Maand eenenvijftig

Lieve Vera,

Vanavond zat ik aan tafel met de meneer die jij Weiland noemt. Ik had hem net verslagen met squash. Toen de serveerster ons eten had gebracht, feliciteerde hij me voor de derde keer die avond met de overwinning. Dat was minimaal twee keer teveel. Ik vroeg hem enigszins wantrouwig waarom ik zo uitvoerig gefeliciteerd werd. Hij antwoordde dat hij wist hoe erg ik verliezen vond.
    Het is waar, ik veracht verliezen. Na een verloren partij heb ik een klein uur nodig om mezelf uit te leggen dat doorleven een alleszins redelijk voorstel is. Een vergelijkbare intensiteit voel ik niet als ik heb gewonnen. Winnen is een vrij fletse gewaarwording. Het bestaat vooral uit de opluchting dat ik niet verloren heb.

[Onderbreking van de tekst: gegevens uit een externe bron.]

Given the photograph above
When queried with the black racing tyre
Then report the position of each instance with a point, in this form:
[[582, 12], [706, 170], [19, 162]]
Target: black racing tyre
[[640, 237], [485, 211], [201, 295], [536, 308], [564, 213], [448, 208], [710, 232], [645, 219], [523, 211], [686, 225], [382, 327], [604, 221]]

    Weiland is een grootmoedig verliezer. Niet omdat hij de winnaar veelvuldig feliciteert. Integendeel. Dat soort felicitaties proberen eigenlijk de overwinning uit te vlakken, en daarmee ook het verlies. Een verliezer moet pijn voelen, anders doet de overwinning er niet toe. Wellicht niet zoveel pijn dat een uur toegewijd tandenknarsen vereist is voordat je een reden hebt gevonden om door te leven, maar een minimale dosis chagrijn is onontbeerlijk. Uitbundig feliciteren is vaak nauwelijks verhuld chagrijn, een strategie van de zwakkere om alsnog de overwinnaar zijn overwinning te ontnemen. Maar dat chagrijn ontbreekt er volledig aan bij Weiland. Hij is een grootmoedig verliezer omdat het hem onverschillig laat. Hij speelt fanatiek voor elk punt en drie seconden na de laatste bal is de uitslag nog slechts een statistiek voor hem.
    Je kunt dat soort mensen haten of je kunt ze je vriend maken.
    Ik heb stille hoop dat jij ook een slecht verliezer zal blijken te zijn. Je moet ergens je onvrede met de wereld onverdund kunnen voelen. Een door TL-balken verlichte sportkantine is daarvoor een uitermate geschikte locatie. Je leven te behandelen als een verzameling statistieken kun je beter bewaren voor situaties die er echt toe doen. Er was een periode dat je moeder graag statistieken over echtscheidingen citeerde. Ik begon me pas zorgen te maken toen ze daar mee ophield.
    Vooralsnog zijn de voortekenen goed. De uitdrukking ‘ik ben de winner’ behoort tot je favorieten. Als iemand anders beweert de winner te zijn, dan zeg jij snel: ik ben ook de winner. Er is veel in jouw leven dat je simpelweg poneert. Het is een verbluffend effectieve strategie. Je weet niet wat winnen is, maar je weet wel dat je er deel van moet uitmaken. Het wachten is op de persoon die je voor het eerst zal laten voelen wat verliezen is. Ik ben die persoon niet. Dat soort klussen besteed ik liever uit. Er zijn ongetwijfeld voldoende vrijwilligers die bereid zijn je te vertellen dat je een verliezer bent, net zolang tot jouw pogingen het tegendeel te poneren zijn gesmoord in tranen.